Mark Leonard

Big Brother versus YouTube: let the Beijing Games commence

Mark Leonard, Britain’s pre-eminent analyst of modern China, says the Olympic genie is out of the bottle. The prospect of global scrutiny has actually increased repression as the authorities try to stamp out dissent. But digital technology is impossible to police

issue 19 July 2008

Mark Leonard, Britain’s pre-eminent analyst of modern China, says the Olympic genie is out of the bottle. The prospect of global scrutiny has actually increased repression as the authorities try to stamp out dissent. But digital technology is impossible to police

‘For years we couldn’t wait for the Olympics to start.
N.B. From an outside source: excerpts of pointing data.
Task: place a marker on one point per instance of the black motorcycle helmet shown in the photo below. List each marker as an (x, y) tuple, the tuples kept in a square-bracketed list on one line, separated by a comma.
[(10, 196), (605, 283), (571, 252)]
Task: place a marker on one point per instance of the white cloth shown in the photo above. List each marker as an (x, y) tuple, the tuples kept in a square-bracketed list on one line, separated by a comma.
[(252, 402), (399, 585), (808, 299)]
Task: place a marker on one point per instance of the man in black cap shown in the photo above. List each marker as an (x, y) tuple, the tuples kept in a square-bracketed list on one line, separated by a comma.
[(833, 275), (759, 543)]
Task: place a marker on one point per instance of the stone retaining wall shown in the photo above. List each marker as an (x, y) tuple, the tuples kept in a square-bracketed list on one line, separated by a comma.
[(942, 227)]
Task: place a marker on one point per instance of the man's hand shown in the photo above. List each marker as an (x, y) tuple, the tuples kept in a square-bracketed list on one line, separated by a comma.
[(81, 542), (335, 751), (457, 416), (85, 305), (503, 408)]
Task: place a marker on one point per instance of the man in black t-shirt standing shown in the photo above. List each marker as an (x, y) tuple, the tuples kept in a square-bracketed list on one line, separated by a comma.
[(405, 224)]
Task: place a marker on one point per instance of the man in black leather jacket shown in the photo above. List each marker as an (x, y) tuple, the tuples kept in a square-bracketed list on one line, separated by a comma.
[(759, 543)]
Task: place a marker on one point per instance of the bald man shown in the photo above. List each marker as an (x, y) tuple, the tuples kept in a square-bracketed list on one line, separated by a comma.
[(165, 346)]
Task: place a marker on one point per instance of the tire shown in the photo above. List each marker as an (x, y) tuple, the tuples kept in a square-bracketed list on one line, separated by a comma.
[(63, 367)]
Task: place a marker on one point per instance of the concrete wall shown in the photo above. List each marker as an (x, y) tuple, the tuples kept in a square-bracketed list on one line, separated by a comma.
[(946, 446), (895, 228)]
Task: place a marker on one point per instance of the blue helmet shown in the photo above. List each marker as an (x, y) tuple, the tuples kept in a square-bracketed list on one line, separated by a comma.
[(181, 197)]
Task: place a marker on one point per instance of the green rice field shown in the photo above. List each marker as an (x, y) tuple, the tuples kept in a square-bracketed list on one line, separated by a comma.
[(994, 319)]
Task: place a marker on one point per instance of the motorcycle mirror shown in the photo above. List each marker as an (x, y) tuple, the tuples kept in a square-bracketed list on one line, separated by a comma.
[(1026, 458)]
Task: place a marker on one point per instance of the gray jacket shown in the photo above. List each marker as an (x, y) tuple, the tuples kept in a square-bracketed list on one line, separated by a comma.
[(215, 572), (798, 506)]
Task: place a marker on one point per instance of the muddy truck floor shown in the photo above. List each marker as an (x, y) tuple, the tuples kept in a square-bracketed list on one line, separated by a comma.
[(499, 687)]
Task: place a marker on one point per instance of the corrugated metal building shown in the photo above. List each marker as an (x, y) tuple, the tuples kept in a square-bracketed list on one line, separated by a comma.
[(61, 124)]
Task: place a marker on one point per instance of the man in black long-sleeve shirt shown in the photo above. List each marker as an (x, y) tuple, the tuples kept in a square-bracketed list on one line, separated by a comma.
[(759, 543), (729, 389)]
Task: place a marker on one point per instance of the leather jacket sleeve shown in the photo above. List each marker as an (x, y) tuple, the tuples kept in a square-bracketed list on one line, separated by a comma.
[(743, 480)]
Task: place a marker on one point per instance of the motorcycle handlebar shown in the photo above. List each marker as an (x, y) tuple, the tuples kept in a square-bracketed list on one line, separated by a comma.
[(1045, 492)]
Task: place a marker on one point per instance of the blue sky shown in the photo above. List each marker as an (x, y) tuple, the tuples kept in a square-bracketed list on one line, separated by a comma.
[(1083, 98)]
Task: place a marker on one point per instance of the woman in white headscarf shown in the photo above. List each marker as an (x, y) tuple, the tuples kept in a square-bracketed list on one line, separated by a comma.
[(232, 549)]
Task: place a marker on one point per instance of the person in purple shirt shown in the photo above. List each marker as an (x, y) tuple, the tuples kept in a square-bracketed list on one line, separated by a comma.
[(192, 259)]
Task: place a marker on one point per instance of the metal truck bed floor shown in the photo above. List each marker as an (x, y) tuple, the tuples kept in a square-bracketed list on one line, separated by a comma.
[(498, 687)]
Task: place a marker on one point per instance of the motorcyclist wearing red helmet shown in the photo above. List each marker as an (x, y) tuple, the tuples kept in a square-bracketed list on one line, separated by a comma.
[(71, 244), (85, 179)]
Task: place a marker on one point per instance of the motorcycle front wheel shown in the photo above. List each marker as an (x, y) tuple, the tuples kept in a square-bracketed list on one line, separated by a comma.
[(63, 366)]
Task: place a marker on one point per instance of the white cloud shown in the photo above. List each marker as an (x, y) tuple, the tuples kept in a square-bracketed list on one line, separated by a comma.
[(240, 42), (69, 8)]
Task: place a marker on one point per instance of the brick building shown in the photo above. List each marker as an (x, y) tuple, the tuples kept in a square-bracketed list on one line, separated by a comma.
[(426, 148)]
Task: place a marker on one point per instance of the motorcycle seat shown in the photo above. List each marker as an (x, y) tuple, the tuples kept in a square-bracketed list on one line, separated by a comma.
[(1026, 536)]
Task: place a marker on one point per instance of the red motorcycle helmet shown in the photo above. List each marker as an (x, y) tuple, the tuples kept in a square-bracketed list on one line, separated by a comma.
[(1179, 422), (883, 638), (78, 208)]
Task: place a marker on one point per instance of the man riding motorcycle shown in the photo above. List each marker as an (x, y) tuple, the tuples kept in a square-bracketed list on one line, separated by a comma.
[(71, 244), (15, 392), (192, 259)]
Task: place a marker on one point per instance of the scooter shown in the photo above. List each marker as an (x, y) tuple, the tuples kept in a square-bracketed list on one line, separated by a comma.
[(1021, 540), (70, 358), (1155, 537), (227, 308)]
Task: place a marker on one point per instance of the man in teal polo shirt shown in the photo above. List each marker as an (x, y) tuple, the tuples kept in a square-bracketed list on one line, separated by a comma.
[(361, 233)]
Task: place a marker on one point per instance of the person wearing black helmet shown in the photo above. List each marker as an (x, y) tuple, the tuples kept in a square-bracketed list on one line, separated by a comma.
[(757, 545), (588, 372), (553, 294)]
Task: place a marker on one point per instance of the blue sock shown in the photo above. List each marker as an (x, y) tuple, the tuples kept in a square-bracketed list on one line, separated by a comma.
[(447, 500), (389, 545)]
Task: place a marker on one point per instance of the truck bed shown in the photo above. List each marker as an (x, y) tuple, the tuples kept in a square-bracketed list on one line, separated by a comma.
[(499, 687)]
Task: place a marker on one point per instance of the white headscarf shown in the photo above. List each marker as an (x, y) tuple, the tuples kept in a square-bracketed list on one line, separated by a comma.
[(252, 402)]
Now we can’t wait for them to be over.’ That is how a Chinese friend described the horrible limbo in Beijing as a control-freak state tries to anticipate and eliminate any possible challenges to its glorious coming-out party on the 8th of the 8th, 2008. It is clear to any visitor to the Chinese capital that while China hopes to clean up the medals tables, the sporting contest is at best a sideshow to the real Olympic competition — the battle to define how China is seen by its citizens and the world outside.

For the Chinese people the Olympics are the final proof that China has reclaimed its rightful place in the global premier league; putting behind it two centuries of humiliation at the hands of foreign invaders.